By default the entire file is included in the "text" field of of the coverage report. You may want to remove this field before writing to disk to save space. This can be easily automated with Puppeteer, here is a simple script to record and save CSS coverage:

#!/usr/bin/node

const puppeteer = require('puppeteer');
const fs = require('fs');

async function get_coverage(){

    const browser = await puppeteer.launch({
        headless: false
    });

    const page = await browser.newPage();
    await page.setCacheEnabled(false);
    await page.setViewport({
        width: 1920,
        height: 1080
    })

    await page.coverage.startCSSCoverage();

    await page.goto( "https://lemonde.fr", {
        waitUntil: 'networkidle2',
    });

//---------------
//    interactions here
//---------------

    css_coverage = await page.coverage.stopCSSCoverage();

    // remove resource contents
    css_coverage.forEach( entry => delete entry.text)

    fs.writeFile("coverage_log", JSON.stringify( css_coverage ), err =>{
        if(err) {
            console.error(err);
            process.exit(1);
        }
    })

    await page.close();
    await browser.close();
}
get_coverage();

To get a more complete script, you can then add a command-line interface, exception handling, logging, etc.

Now, if you want a coverage report that covers a large number of pages, you can't either start recording and visit all the URLs or you can record independent coverage reports and aggregate them later. The former approach can rapidly become unpractical for large websites. The latter offers much more flexibility as you can easily add or remove a number of URLs from the analysis without having to re-crawl hundreds or thousands of pages.
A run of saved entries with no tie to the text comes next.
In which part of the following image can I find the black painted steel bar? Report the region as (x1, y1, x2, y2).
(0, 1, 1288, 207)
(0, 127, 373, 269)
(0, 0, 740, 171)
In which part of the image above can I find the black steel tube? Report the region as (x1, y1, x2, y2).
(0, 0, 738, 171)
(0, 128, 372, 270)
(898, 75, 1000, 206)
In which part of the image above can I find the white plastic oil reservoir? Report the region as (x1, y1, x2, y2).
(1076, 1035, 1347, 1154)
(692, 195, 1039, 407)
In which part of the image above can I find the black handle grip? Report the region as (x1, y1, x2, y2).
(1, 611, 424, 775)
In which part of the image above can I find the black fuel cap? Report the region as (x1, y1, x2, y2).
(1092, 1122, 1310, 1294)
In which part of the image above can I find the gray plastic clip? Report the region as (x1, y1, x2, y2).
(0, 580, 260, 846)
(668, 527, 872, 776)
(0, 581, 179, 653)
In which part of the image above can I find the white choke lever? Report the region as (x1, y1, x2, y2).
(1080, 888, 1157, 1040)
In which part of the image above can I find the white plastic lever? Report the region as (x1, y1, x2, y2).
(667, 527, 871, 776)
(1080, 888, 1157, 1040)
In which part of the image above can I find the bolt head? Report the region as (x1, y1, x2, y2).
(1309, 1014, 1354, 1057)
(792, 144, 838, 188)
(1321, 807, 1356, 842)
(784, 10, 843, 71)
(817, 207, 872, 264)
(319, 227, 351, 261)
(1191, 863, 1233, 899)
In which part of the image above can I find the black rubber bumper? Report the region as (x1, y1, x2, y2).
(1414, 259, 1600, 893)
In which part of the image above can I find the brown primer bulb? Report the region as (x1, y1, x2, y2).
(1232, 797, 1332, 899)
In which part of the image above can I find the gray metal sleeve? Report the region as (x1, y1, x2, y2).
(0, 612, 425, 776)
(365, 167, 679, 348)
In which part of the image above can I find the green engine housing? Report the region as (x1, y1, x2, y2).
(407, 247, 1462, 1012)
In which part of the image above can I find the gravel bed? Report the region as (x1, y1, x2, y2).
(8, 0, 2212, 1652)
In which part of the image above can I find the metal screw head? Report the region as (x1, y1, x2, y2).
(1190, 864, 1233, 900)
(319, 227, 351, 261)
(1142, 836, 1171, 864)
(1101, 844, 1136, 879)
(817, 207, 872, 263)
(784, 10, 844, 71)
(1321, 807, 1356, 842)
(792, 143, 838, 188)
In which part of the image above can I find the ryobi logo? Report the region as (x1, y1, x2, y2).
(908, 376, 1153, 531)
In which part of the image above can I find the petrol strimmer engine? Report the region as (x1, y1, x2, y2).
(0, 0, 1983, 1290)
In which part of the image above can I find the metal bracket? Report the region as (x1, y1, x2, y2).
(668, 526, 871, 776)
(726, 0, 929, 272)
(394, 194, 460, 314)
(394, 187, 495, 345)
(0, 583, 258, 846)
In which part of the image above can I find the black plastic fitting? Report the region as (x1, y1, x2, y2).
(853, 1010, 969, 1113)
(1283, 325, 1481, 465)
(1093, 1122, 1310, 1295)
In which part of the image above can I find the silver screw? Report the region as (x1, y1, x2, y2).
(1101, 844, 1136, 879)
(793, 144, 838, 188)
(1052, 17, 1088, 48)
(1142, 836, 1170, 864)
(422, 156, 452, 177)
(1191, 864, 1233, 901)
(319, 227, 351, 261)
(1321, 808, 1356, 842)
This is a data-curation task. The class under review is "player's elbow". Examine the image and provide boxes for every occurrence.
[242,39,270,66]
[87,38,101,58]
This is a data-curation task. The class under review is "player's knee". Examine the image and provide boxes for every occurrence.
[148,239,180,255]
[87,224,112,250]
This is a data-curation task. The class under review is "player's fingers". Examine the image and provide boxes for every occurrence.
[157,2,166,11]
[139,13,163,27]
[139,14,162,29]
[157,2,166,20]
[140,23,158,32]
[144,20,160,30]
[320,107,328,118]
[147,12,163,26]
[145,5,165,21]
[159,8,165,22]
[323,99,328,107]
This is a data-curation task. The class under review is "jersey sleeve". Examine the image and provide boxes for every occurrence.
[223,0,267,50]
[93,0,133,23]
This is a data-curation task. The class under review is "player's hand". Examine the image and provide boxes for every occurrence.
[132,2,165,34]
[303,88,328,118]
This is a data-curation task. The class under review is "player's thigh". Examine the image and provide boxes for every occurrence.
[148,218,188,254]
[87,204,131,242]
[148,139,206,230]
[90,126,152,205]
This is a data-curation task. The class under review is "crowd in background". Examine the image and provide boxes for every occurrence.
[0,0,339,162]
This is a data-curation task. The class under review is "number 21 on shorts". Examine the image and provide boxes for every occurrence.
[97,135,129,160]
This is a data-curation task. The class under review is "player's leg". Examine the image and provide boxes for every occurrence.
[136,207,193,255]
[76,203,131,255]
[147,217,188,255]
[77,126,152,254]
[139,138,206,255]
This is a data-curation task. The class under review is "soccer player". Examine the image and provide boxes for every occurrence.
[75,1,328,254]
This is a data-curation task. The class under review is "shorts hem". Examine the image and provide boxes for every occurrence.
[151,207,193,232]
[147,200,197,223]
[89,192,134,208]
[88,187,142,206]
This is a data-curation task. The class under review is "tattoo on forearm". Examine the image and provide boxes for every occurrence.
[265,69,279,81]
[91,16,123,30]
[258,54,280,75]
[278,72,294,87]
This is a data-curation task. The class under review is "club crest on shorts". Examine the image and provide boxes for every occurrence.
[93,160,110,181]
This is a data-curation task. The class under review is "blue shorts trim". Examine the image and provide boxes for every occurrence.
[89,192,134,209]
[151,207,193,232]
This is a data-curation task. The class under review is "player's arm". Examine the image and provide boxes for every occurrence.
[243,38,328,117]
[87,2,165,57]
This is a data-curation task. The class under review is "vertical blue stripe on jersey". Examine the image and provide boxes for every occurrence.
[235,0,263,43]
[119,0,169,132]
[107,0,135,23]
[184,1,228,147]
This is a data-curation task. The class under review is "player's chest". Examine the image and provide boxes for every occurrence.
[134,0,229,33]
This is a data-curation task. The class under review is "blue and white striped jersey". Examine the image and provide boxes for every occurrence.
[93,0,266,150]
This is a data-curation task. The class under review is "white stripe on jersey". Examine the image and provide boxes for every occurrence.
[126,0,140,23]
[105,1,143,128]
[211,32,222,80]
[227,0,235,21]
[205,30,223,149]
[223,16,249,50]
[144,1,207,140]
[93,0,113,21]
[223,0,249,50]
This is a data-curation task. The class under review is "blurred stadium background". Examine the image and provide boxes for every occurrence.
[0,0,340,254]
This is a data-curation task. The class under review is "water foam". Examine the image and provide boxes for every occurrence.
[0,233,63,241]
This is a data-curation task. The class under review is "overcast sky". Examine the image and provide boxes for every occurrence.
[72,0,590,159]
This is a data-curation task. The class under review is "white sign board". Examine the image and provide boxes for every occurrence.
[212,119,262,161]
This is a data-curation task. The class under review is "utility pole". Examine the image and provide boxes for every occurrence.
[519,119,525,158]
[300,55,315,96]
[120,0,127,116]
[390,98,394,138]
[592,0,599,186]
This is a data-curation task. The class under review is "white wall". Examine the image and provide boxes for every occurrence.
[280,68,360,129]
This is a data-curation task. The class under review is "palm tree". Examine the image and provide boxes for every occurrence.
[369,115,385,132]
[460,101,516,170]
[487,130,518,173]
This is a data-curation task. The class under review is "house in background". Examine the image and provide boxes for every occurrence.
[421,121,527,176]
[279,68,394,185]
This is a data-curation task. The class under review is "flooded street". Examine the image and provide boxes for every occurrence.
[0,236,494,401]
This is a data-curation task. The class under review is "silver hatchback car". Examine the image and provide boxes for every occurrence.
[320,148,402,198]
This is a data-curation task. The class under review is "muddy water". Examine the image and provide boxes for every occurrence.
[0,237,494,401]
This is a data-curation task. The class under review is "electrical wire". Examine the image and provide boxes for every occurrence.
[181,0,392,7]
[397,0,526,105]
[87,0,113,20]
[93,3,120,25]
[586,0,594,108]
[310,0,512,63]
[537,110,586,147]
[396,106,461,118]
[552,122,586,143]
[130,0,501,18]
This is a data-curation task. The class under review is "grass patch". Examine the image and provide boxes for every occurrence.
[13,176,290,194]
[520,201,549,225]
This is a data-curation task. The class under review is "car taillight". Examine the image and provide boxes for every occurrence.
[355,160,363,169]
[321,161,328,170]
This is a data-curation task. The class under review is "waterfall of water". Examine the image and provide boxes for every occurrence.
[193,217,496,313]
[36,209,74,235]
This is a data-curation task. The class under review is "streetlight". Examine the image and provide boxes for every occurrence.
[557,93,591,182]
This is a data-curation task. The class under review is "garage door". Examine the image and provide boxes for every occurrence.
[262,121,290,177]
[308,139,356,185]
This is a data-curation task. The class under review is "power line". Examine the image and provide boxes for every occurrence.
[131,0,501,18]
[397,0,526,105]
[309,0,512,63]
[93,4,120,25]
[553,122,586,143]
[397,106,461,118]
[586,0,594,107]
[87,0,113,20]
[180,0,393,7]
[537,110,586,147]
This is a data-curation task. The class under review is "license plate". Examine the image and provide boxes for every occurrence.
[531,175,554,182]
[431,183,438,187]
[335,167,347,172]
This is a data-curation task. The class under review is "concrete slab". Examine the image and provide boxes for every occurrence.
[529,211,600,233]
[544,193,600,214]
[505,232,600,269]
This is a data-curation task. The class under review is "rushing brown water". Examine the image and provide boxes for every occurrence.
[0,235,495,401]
For a static site or a site that is not very interactive, the process is straightforward:

Download the landing page of a website (or any other page in the website)
Record and save the CSS coverage
Extract all links to other parts of the website
Visit those pages and repeat the process
When no new URL is discovered, aggregate the results

#2 - Enumerating all the discoverable URLs

The next step after downloading a page is extracting all the urls from the HTML. One solution could have been to use Puppeteer to select all the link elements and get the href attribute. Another solution could be using an HTML parsing library like Beautiful Soup but it seemed unnecessary; after all, HTML is text and a couple of regexes should work fine.

# put every tag on its own line for easier parsing
sed -r 's/>/>
/g' "$i" |

# only keep the URLs from the link elements
grep -E 'href' | sed -r "s/.*href=["']([^ ]*)["'].*/\1/" |

# sort alphabetically and remove duplicate URLs
sort -u |

# exclude links to files, anchors
grep -vE 'css$|js$|ico$|png$|jpg$|json$|xml$|#' |

# transform absolute URLs into relative URLs
sed -r 's/https:\/\/(www\.)?lemonde\.fr//' |

# exlude all other domains
grep -Ev 'https?'

#3 - Aggregating results

At this point, all we have to do is:

For one stylesheet (ex: main.css), find all the .coverage files that contain a corresponding entry.
Concatenate all ranges of used bytes.

To easily parse json files from the command line we can use jq, then it is only a matter of sorting the ranges and "collapse" the overlapping ranges to get a final coverage report.

# read all coverage files
cat level_*/*.coverage |

# select only ranges that correspond to the url "https://lemonde.fr/main.css"
jq -r '.[] | 
    select(.url=="https://lemonde.fr/main.css") | 
    .ranges | 
    .[] | 
    "\(.start)-\(.end)"'  |

sort -t"-" -nu |

# "concatenate" consecutive overlapping ranges of numbers
awk -F'-' -v left=0 -v right=0 '

    NR==1{left=$1;right=$2} 
    NR>=2{ 
        if($1 < right) 
            right=$2
        else
            print left" "right
            left=$1
            right=$2

}'

At this point, all you need to do is a bit of arithmetic, i.e. add all the ranges together and compare to the file size in bytes.